As movimentações da China têm gerado inquietação entre os diplomatas e governantes dos EUA e das outras potências Asiáticas presentes no Pacífico. A recém-indigitada ministra dos Negócios Estrangeiros Australiana, Penny Wong, deu voz a essa preocupação numa declaração recente, mostrando-se também, no entanto, preparada para o desafio de Pequim: “A China deixou claras as suas intenções, tal como o novo governo australiano. Queremos ajudar a construir uma família mais forte do Pacífico. Queremos trazer mais energia e mais recursos para o Pacífico”.
Terão estes diplomatas razões para temer este novo potencial acordo abrangente?
Austrália e Nova Zelândia
A Austrália e a Nova Zelândia foram as primeiras a soar os alarmes quando o acordo de segurança entre a China e as Ilhas Salomão foi assinado em abril. Os contornos desse pacto não são exatamente claros, mas é precisamente essa incerteza que está a transtornar os executivos Australiano e Neozelandês, para não falar no do seu aliado tradicional, os EUA, que está também a tentar contrariar a crescente influência de Pequim na região.
Em teoria, o acordo de segurança visa fortalecer os laços comerciais entre a China e as Ilhas Salomão, aumentar o nível de cooperação entre os dois países em termos de defesa e promover a paz e a estabilidade nas várias ilhas. Na prática, os australianos e neozelandeses veem no pacto apenas uma forma de a China projetar a sua força militar pelo Pacífico Sul e a intenção de lhes retirar algum protagonismo. O acordo permitirá ao governo de Honiara pedir assistência policial à China em caso de protestos ou qualquer outra situação de segurança delicada, para além de oficializar o direito da marinha chinesa a atracar nos portos do país. Em última análise, a China poderá mesmo erguer uma base militar nos arredores de Honiara, o que muitos especialistas afirmam ser o pior cenário para Camberra e Wellington, para não falar de Washington.

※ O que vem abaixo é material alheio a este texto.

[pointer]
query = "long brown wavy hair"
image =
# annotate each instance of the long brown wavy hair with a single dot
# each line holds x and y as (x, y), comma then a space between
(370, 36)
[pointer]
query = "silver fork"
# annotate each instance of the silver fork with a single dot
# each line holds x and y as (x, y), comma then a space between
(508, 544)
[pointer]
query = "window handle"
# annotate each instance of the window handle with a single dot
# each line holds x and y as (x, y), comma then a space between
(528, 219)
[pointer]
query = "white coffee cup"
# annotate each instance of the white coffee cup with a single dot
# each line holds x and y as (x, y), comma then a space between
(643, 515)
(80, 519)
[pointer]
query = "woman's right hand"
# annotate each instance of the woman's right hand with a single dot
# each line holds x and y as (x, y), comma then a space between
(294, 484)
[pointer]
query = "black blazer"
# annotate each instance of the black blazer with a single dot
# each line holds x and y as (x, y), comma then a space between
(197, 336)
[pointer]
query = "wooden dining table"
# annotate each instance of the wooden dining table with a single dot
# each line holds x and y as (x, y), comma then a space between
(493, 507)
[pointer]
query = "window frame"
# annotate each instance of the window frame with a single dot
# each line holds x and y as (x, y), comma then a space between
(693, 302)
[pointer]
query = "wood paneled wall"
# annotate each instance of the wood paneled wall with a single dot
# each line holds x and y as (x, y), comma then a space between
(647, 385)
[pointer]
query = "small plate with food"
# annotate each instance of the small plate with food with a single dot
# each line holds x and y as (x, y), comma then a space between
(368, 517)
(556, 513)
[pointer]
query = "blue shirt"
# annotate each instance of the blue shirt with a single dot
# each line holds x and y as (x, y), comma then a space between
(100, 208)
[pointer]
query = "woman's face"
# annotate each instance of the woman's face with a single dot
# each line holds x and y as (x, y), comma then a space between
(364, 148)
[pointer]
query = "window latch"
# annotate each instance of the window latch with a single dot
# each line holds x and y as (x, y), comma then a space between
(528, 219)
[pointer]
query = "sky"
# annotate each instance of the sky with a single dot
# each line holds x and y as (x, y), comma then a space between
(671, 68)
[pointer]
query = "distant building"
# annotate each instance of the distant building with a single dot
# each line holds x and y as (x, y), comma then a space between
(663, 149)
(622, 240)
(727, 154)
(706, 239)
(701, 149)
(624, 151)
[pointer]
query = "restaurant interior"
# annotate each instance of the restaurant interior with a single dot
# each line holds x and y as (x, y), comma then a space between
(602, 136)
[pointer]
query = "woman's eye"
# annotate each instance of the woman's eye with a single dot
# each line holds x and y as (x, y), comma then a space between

Devido à sua localização, estas ilhas do Pacífico representam um enorme ativo estratégico em tempo de crise diplomática ou militar para o país que mais facilmente se consiga impor junto dos governantes locais. Muitas delas encontram-se numa posição ideal para, potencialmente, em tempo de guerra económica ou militar, bloquear as rotas comerciais entre os Estados Unidos e a Ásia, uma possibilidade que seria incrivelmente vantajosa para a China. Esta localização estratégica já é debatido há largos anos e, alías, as Ilhas Salomão foram palco de uma das mais ferozes batalhas da II Guerra mundial entre os Aliados e o Japão imperial, a chamada Batalha de Guadalcanal, onde morreram mais de 26 mil soldados.
Charles Edel, do ‘think tank’ norte-americano Center for Strategic and International Studies, interpreta a proposta da China como mais uma etapa no conflito entre a democracia e autocracia, e garante que as democracias da região deviam estar extremamente atentas às repercussões deste acordo abrangente: “A lição para o resto do mundo é que a China está a tentar reequilibrar a ordem global a seu favor”, disse. “E quer isso signifique abrir rotas comerciais, estabelecer uma base militar ou assinar um acordo de segurança, Pequim agirá em benefício dos seus próprios interesses e em detrimento da democracia e de um mundo aberto e livre”.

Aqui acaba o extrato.